Avant de nous coucher, hier soir, mon amoureux m’a dit : « Toi, tu atteins ta vie de rêve, ça y est ! »

Il a raison. Il me disait ça parce que j’ai un travail qui me laisse complètement libre. Animé par un directeur qui profite des nouvelles ordonnances de la loi travail pour nous offrir plus de semaines de congés payés. A partir de janvier, je pourrais prendre autant de vacances que je le désire. 5, 6, 8, 10 ou 15 semaines. Ca n’a aucune importance, je serai payée pareil tant que les missions qu’on me donne sont faites. Et comme je travaille plutôt vite … Ca me laisse beaucoup de temps pour moi !

J’ai bien conscience de ma chance, et si je vous le dis, ce n’est pas pour briller. C’est le contexte qui m’amène à la réflexion suivante : Oui, j’ai réussi. J’ai atteint LA Vie. Et si le travail y contribue largement, ce n’est pas dans ce sens-là que je parle de réussite.

J’ai atteint un tel niveau de bonheur … C’est grisant. Je ne sais pas comment vous le décrire. Ce qu’on a construit c’est incroyable. L’endroit où je vis est incroyable. C’est une stupéfaction de tous les instants cette maison, ce jardin, et surtout ce cadre !

Ce qu’on en fait, la magie qu’on y apporte au quotidien, les projets qu’on envisage, les idées qui fusent, le sentiment de Certitude … A présent, quand je demande au ciel « Pourquoi moi ? », c’est pour tenter de comprendre d’où me vient cette chance.

Est-ce que c’était là, au fond de moi ? Est-ce que ça vient d’ailleurs ? Par quel hasard ai-je le droit d’être là, maintenant ?

J’ai 25 ans. J’ai trouvé ma voie avec une rapidité qui me laisse sans voix. Comment j’ai fait, pour aller là où il fallait ? Qui a guidé les pas de mon mari jusqu’à moi ? Qui a guidé les miens jusqu’à ce lieu dont je n’ai plus pu me détacher, dès la seconde où je posais mes pieds ici ? Qui a conduit mon directeur dans ce centre de formation ? Qui m’a poussée à aller le voir, lui, au milieu de la foule ?

Et ce blog, pourquoi ? Jamais ne j’aurais pensé qu’il m’apporterait tant. Vous qui venez m’écrire, vous me donnez ce dont j’ai besoin, ce dont je manquais.

C’est extraordinaire !

Voilà que je pleure de joie. Les larmes coulent toutes seules, j’ai le coeur qui saute. Tout mon corps dit Merci. Je suis si pleine d’amour, de reconnaissance … C’est indescriptible. Qui m’aime comme ça ? Avec cette force ? C’est dur pour moi de ne pas pouvoir mettre un visage, un nom sur l’Amour que je reçois. C’est une expérience unique.

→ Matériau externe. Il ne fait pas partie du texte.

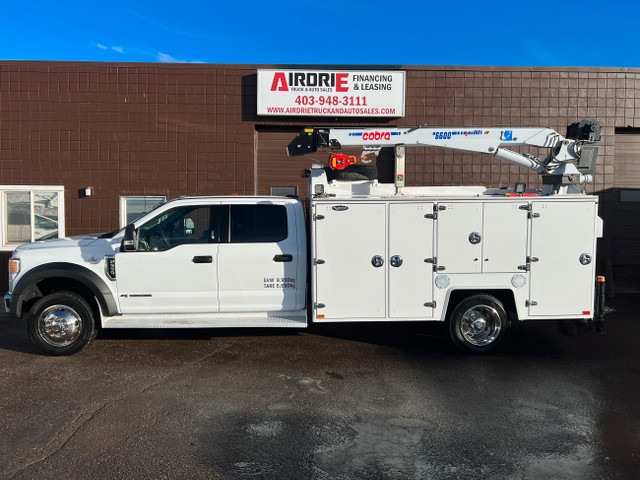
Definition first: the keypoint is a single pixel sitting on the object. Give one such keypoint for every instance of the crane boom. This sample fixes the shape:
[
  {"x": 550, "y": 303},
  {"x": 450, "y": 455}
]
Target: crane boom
[{"x": 570, "y": 161}]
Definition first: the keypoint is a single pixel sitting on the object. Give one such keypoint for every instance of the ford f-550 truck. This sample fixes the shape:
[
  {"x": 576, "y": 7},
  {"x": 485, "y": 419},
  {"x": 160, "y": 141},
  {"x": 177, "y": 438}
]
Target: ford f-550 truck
[{"x": 472, "y": 257}]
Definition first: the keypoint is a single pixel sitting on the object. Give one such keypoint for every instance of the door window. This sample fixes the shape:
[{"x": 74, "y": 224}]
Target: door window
[
  {"x": 179, "y": 226},
  {"x": 258, "y": 223}
]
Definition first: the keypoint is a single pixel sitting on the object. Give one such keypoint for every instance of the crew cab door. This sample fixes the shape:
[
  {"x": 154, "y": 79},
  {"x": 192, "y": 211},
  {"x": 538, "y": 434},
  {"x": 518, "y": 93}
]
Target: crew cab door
[
  {"x": 261, "y": 265},
  {"x": 174, "y": 268}
]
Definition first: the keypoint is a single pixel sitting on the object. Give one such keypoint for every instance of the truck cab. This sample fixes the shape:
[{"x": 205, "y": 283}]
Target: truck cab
[{"x": 192, "y": 262}]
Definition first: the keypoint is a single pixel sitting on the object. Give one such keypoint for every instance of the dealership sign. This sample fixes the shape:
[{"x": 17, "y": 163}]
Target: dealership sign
[{"x": 331, "y": 93}]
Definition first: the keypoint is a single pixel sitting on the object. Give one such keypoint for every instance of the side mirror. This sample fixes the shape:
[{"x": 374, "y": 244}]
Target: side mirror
[{"x": 130, "y": 242}]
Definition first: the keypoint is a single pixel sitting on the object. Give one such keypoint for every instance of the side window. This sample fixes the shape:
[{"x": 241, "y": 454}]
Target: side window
[
  {"x": 258, "y": 223},
  {"x": 133, "y": 207},
  {"x": 30, "y": 215},
  {"x": 182, "y": 225}
]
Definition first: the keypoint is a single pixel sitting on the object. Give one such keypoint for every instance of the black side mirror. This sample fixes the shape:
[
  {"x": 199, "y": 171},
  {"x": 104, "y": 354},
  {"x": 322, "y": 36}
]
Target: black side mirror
[{"x": 130, "y": 242}]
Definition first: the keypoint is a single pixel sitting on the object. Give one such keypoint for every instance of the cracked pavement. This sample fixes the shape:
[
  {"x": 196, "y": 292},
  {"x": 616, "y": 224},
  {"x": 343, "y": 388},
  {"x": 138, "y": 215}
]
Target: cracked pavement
[{"x": 341, "y": 401}]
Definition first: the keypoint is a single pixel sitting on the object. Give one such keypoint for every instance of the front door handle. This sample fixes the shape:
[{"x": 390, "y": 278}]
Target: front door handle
[{"x": 202, "y": 259}]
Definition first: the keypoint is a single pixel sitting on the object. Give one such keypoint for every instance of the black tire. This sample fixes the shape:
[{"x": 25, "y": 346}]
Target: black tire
[
  {"x": 478, "y": 324},
  {"x": 353, "y": 172},
  {"x": 61, "y": 323}
]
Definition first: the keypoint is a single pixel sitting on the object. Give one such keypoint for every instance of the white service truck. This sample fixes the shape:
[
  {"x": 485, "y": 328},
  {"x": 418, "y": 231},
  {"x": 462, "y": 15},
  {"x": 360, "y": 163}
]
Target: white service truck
[{"x": 472, "y": 257}]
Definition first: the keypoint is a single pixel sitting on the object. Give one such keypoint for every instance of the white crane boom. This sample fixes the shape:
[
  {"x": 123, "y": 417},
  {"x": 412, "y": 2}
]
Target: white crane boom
[{"x": 569, "y": 162}]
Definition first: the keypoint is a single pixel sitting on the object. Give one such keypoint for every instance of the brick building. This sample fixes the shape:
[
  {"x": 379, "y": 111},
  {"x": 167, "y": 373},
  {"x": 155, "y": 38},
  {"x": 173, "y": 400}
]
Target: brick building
[{"x": 84, "y": 147}]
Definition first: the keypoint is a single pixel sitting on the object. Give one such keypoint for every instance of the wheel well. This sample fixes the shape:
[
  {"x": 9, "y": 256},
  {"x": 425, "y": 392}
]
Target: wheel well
[
  {"x": 59, "y": 284},
  {"x": 505, "y": 296}
]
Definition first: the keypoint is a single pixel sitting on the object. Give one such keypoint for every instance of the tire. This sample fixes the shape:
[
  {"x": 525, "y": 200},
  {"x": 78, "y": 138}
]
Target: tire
[
  {"x": 353, "y": 172},
  {"x": 61, "y": 323},
  {"x": 478, "y": 324}
]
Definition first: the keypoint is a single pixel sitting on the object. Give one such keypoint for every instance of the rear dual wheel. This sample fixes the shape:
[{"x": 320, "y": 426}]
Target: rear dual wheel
[{"x": 478, "y": 324}]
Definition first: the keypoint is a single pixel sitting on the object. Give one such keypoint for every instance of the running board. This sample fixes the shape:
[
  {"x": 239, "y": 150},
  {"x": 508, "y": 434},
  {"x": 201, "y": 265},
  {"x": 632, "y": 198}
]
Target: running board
[{"x": 208, "y": 320}]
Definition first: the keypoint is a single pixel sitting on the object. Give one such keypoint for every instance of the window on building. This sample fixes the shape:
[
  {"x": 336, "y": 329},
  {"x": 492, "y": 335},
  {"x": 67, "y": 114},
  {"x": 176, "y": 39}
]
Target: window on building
[
  {"x": 258, "y": 223},
  {"x": 31, "y": 213},
  {"x": 133, "y": 207},
  {"x": 629, "y": 195}
]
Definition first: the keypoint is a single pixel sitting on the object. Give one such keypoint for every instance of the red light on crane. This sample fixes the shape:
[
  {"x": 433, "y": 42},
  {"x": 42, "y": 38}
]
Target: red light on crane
[{"x": 340, "y": 161}]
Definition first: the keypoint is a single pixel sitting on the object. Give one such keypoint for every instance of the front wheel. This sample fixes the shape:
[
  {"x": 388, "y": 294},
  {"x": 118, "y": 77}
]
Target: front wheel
[
  {"x": 478, "y": 324},
  {"x": 61, "y": 323}
]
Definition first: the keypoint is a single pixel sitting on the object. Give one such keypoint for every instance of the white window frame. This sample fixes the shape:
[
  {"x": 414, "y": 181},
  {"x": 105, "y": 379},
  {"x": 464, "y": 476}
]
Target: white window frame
[
  {"x": 30, "y": 189},
  {"x": 123, "y": 205}
]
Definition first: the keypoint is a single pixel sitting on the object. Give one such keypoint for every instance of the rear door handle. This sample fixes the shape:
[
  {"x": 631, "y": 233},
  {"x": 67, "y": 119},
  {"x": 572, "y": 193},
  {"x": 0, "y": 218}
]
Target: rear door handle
[{"x": 202, "y": 259}]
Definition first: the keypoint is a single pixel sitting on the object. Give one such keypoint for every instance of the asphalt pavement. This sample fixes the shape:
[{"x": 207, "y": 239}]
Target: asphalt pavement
[{"x": 333, "y": 402}]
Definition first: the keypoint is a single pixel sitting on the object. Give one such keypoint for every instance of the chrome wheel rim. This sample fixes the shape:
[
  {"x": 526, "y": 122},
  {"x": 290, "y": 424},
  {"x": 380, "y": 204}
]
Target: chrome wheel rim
[
  {"x": 59, "y": 325},
  {"x": 480, "y": 325}
]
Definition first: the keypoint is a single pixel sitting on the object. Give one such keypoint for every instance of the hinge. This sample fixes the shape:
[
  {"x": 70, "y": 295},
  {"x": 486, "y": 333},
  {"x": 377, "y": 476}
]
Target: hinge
[{"x": 110, "y": 266}]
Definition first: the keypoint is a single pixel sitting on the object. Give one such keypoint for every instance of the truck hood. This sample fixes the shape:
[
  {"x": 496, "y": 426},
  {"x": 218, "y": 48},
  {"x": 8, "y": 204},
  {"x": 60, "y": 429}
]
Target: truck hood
[{"x": 66, "y": 242}]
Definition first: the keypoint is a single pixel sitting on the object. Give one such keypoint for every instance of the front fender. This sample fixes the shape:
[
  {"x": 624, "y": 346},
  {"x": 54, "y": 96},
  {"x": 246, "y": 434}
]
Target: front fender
[{"x": 27, "y": 286}]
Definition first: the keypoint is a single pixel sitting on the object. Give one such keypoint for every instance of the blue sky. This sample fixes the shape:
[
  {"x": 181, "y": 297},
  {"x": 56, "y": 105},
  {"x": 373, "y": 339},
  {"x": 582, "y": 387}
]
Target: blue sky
[{"x": 400, "y": 32}]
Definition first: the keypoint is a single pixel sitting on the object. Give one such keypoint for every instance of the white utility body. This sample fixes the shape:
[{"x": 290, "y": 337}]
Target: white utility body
[{"x": 473, "y": 257}]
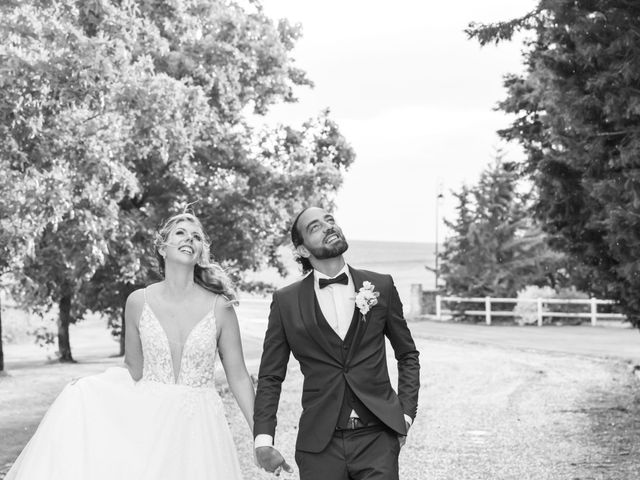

Mon mari m’aime comme ça, mais il y a une raison. L’idée que la Terre (mettez le nom que vous voulez) m’aime de cette façon, ça me bouleverse tellement. C’est une leçon si forte, je crois que je ne m’en remettrais jamais. Cette sensation d’être touchée par la Grâce, de communier de coeur à coeur, c’est révélateur et culpabilisant. C’est énorme. Ca change celle que je suis en profondeur. Complètement. Ca réveille l’essence. J’abandonne tout le reste. Plus je m’en rends compte, plus je bondis à l’intérieur de moi.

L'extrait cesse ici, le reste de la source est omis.